Global Journal of Human-Social Science

The writing of history, as always, has been subject to biases, most of the time from those who call the shots, but sometimes from factors so insidious that it is very difficult to isolate them. Books of history written by approved authorities as well as by independent ones, are replete with such examples I do not have space for in this work. I need, however, to draw a line between deliberately sidestepped factors and those that, for one reason or another, have been omitted. My concern in this paper is to highlight the factors that, willingly or not, are overlooked by the author of the book under focus for what I think are ideologically motivated reasons.
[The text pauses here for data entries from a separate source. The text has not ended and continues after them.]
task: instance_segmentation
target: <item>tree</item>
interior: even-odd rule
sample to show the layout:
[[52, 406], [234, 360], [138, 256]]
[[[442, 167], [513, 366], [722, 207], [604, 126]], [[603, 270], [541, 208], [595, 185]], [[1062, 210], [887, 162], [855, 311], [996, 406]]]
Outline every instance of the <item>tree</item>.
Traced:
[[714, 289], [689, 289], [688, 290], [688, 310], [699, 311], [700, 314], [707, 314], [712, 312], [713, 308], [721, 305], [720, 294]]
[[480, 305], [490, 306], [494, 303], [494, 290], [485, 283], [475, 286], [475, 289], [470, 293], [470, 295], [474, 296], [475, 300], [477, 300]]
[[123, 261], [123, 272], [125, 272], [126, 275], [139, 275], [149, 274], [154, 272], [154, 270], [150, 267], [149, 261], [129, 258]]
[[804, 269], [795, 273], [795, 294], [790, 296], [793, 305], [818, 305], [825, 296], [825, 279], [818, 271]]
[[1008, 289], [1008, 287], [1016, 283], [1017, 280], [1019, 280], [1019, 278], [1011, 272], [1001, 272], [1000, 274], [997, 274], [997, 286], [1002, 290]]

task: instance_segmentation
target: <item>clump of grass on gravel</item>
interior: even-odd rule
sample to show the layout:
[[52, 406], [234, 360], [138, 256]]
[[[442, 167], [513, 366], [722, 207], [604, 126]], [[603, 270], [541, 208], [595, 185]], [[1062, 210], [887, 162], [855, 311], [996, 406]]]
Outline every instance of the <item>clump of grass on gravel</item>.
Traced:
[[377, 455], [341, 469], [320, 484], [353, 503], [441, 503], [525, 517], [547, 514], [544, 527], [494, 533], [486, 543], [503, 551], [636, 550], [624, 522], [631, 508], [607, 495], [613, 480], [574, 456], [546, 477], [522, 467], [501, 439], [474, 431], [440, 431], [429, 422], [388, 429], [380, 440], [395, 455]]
Pragmatists (Donald Davidson 2001b; 2004; Richard Rorty 1979;1982; Willard Van Quine 1969;1990) and language philosophers (Gontard 1981), indeed, speak of a cultural phenomenon, a driving force among intellectuals, constituted by popular ideas (opinions and thoughts or ethical norms) which, quite often act as doxatic1 factors that either favor alignment behind them or condemn dissident voices. It is, therefore, a major concern of this paper to show that Lawrence, the author has fallen victim of such a phenomenon by truncating chunks of vital historical information of the colonies she has studied, and more particularly the Moroccan one.